Which brings us to think of fake profiles and false attribution, but this article is Tl;Dr as it is now and no point in making it longer.

How many authors are in a blog page? many!

In my opinion , in the discussion around google authorship there is too much emphasize about main content writer authorship, but  almost no mention that the content indexed by google is made up also from comments and the have authors as well.

This is even more obvious in forums and Q&A sites. Who is the author of a page on stackexchange, the one who asked the question or the ones who supplied the answer. It is even more complex in wiki sites.

It feels like while people were rushing to see faces on the search results hoping for some SEO juice, they haven’t tried to reed the text of the spec

For a and area elements, the author keyword indicates that the referenced document provides further information about the author of the nearest article element ancestor of the element defining the hyperlink, if there is one, or of the page as a whole, otherwise.

And article elements are not necessarily the whole content of the page (emphasize mine)

The article element represents a self-contained composition in a document, page, application, or site and that is, in principle, independently distributable or reusable, e.g. in syndication. This could be a forum post, a magazine or newspaper article, a blog entry, a user-submitted comment, an interactive widget or gadget, or any other independent item of content.

But google right now will not let me claim authorship over my comments :( . The way you need to configure your profile to claim authorship is just not user friendly enough to do it for every site I comment on, just too much work.

Why would I as a site owner wish to let commenter claim authorship on comments? because if I have quality commentators people might come to my site because they follow them.

google fails to understand that authorship is a markup territory and not display territory

A quote from the webmaster tool help page

Hidden markup Make sure that your rel="author" link is not invisible to humans using techniques like display:none or CSS. Broadly speaking, Google won’t display any information that cannot be viewed by humans.

As if there is a way for a human to see the relationship info without viewing the source HTML. It is as if google needs more incoming links into the g+ profile pages to promote them in search results….

But even google understands how stupid this rule can be in practice and allows authorship info to be specified in link tags in the header. (which is actually exactly one of the options the HTML5 spec specifically specifies)

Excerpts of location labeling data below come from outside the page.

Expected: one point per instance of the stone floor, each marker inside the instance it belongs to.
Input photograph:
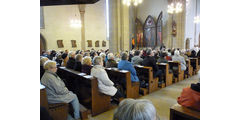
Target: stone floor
(162, 99)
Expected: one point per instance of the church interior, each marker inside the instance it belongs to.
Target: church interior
(120, 59)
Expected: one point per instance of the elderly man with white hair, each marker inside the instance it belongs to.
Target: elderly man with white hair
(111, 63)
(130, 109)
(71, 61)
(57, 92)
(103, 55)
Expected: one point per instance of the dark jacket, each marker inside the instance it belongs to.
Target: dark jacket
(41, 71)
(111, 63)
(86, 69)
(190, 97)
(126, 65)
(162, 60)
(78, 66)
(59, 61)
(151, 62)
(70, 63)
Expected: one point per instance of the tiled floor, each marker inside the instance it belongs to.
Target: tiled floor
(162, 99)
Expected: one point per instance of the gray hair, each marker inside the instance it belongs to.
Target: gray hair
(124, 56)
(43, 60)
(110, 56)
(70, 54)
(49, 64)
(130, 109)
(97, 60)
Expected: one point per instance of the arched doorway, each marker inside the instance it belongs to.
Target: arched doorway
(42, 44)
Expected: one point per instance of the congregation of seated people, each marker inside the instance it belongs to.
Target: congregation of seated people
(93, 62)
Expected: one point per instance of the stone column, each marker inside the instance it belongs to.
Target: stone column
(118, 26)
(113, 26)
(82, 12)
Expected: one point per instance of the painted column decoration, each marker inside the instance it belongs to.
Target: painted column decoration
(149, 32)
(159, 30)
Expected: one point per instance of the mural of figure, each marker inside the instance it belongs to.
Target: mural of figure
(149, 32)
(159, 31)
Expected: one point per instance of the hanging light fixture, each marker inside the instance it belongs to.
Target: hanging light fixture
(134, 2)
(175, 7)
(196, 19)
(75, 22)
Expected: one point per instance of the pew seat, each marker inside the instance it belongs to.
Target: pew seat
(178, 112)
(146, 74)
(178, 72)
(58, 111)
(167, 75)
(118, 76)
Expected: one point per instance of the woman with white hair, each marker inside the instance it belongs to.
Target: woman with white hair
(105, 85)
(130, 109)
(42, 61)
(179, 58)
(111, 63)
(57, 92)
(87, 65)
(103, 55)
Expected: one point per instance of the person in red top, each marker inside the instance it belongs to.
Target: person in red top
(190, 97)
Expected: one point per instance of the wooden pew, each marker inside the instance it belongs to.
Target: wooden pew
(178, 112)
(87, 91)
(190, 68)
(168, 76)
(179, 72)
(146, 74)
(57, 111)
(132, 88)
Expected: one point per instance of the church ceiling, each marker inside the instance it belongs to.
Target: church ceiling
(65, 2)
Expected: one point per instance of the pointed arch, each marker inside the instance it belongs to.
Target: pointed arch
(149, 32)
(43, 45)
(139, 33)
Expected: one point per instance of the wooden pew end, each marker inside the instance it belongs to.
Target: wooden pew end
(178, 112)
(84, 112)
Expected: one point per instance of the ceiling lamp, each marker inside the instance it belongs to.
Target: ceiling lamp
(175, 7)
(134, 2)
(75, 23)
(196, 19)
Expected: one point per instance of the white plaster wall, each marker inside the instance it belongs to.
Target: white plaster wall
(57, 25)
(95, 24)
(190, 26)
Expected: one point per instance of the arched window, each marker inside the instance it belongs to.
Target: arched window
(139, 33)
(159, 30)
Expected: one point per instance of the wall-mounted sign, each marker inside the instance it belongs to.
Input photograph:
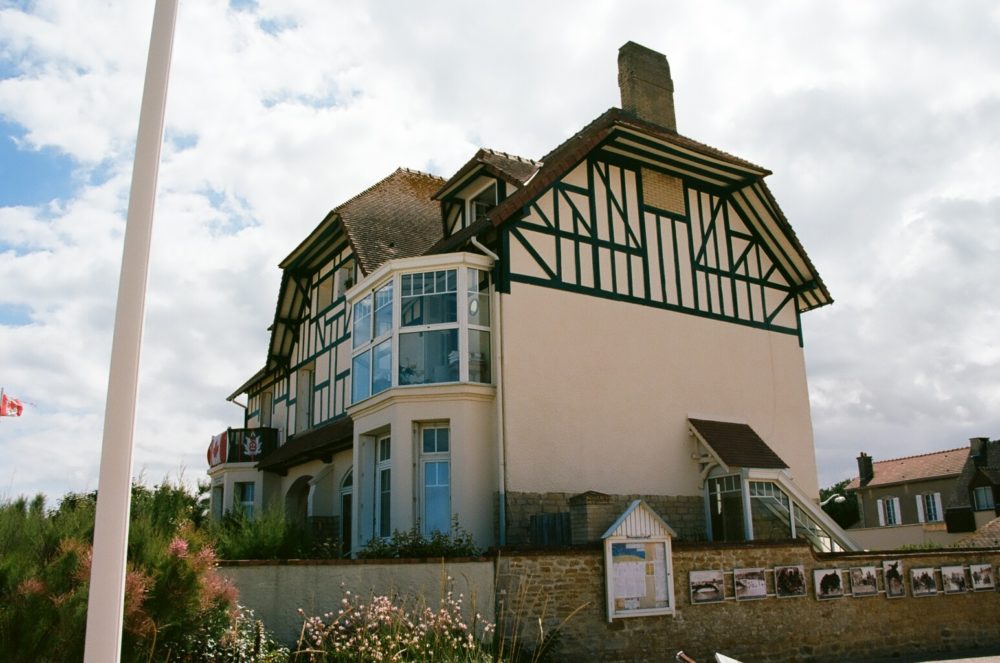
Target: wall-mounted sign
(638, 564)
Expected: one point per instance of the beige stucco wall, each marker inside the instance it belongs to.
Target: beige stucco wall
(597, 393)
(891, 538)
(470, 412)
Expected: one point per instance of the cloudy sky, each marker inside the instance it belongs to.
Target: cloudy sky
(880, 120)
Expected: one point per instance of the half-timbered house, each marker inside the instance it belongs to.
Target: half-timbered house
(528, 346)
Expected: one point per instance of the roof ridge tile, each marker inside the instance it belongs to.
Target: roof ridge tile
(923, 455)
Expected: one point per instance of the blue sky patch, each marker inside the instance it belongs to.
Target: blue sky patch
(14, 315)
(31, 177)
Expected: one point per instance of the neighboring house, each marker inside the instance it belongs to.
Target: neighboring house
(930, 498)
(905, 491)
(974, 500)
(528, 346)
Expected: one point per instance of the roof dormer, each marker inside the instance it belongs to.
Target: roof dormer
(480, 185)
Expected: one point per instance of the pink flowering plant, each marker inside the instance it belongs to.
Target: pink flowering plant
(178, 607)
(383, 629)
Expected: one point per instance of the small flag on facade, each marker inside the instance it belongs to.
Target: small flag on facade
(10, 407)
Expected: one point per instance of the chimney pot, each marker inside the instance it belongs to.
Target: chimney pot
(646, 87)
(977, 448)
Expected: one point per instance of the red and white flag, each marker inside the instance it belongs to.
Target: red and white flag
(217, 449)
(10, 407)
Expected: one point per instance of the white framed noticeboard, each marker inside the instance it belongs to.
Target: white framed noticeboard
(639, 573)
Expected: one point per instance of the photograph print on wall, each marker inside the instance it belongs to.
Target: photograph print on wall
(982, 577)
(750, 584)
(892, 574)
(707, 586)
(953, 579)
(828, 584)
(789, 581)
(863, 582)
(923, 582)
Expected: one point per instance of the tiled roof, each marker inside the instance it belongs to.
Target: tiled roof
(737, 445)
(395, 218)
(914, 468)
(984, 470)
(513, 169)
(987, 536)
(617, 115)
(516, 168)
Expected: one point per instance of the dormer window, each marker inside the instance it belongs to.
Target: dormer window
(483, 202)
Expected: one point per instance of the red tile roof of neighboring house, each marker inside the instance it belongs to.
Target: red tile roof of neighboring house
(987, 536)
(938, 464)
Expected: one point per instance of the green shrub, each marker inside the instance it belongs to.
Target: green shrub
(176, 603)
(267, 536)
(386, 630)
(414, 544)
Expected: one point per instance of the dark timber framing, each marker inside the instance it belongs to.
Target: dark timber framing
(719, 258)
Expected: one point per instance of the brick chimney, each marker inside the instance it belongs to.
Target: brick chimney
(977, 449)
(646, 87)
(866, 471)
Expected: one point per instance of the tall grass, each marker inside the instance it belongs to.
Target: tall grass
(176, 604)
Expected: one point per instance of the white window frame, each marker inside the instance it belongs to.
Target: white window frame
(375, 341)
(470, 208)
(467, 277)
(239, 497)
(382, 527)
(888, 512)
(426, 458)
(305, 397)
(266, 408)
(346, 531)
(929, 508)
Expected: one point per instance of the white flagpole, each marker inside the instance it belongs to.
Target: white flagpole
(106, 601)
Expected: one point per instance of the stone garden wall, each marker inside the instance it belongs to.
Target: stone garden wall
(554, 585)
(564, 590)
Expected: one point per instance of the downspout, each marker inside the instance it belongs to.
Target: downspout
(501, 426)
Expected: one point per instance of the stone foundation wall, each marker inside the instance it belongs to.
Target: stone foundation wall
(569, 585)
(592, 513)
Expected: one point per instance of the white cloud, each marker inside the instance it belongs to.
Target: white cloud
(880, 122)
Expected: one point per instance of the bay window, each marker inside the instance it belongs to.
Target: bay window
(414, 328)
(371, 367)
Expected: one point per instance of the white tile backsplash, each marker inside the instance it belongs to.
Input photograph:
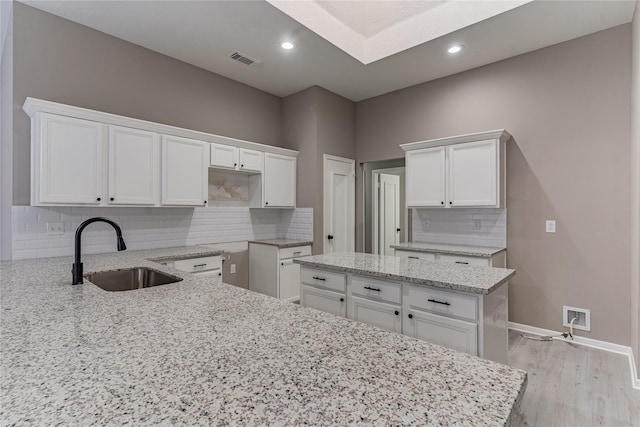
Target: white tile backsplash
(460, 226)
(147, 228)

WordPress comments suck at authentication

I am sure I will not shock anyone by saying that an email address by itself is not good enough for authentication. It is to easy to fabricate an email address, to create a one time one, and to use someones else address, so why exactly do we still use it as an authentication token in wordpress comments?

It is not that getting the email of a commenter is a bad idea, it is just that is not enough for authentication. What is needed is a way to proved that said email actually belong to that person. One idea is to send a mail to the email address and ask to confirm the submission of the comment. After verifying the email it will make more sense to get profile data from gravatar with this email address.

And there is a different approach that avoids using emails for authentication – use the commentator’s profile on the web. Most of the commentators have a facebook/google/twitter/tumbler/wordpress.com/flickr account with a profile, just let them authenticate their profiles. You can even get an avatar image and maybe name that you can use to identify them to the readers when displaying the comment.

This does not necessarily work against anonymity but you probably be more inclined to approve an authenticated comment then one which is practically anonymous.

Almost* all wordpress themes suck at comment form design

A naive person might assume that the most important part of a comment is the content of the comment itself. It is pity that wordpress theme designers are not naive and understand that site owners wants to know who is commenting as much as they are interested in the content.

For most themes the flow of submitting a comments is as follows

  1. Enter your name
  2. Enter your e-mail address
  3. Enter your web site
  4. If you still remember what you wanted to write (and still have time to do that), at last you can do it

The ridiculous aspect of this scheme is that steps 1-3 do not ensure that the owner will know who made the comment as it is just easy to provide a valid email address which doesn’t exist or do not belong to the commenter, and anything can go as name and website.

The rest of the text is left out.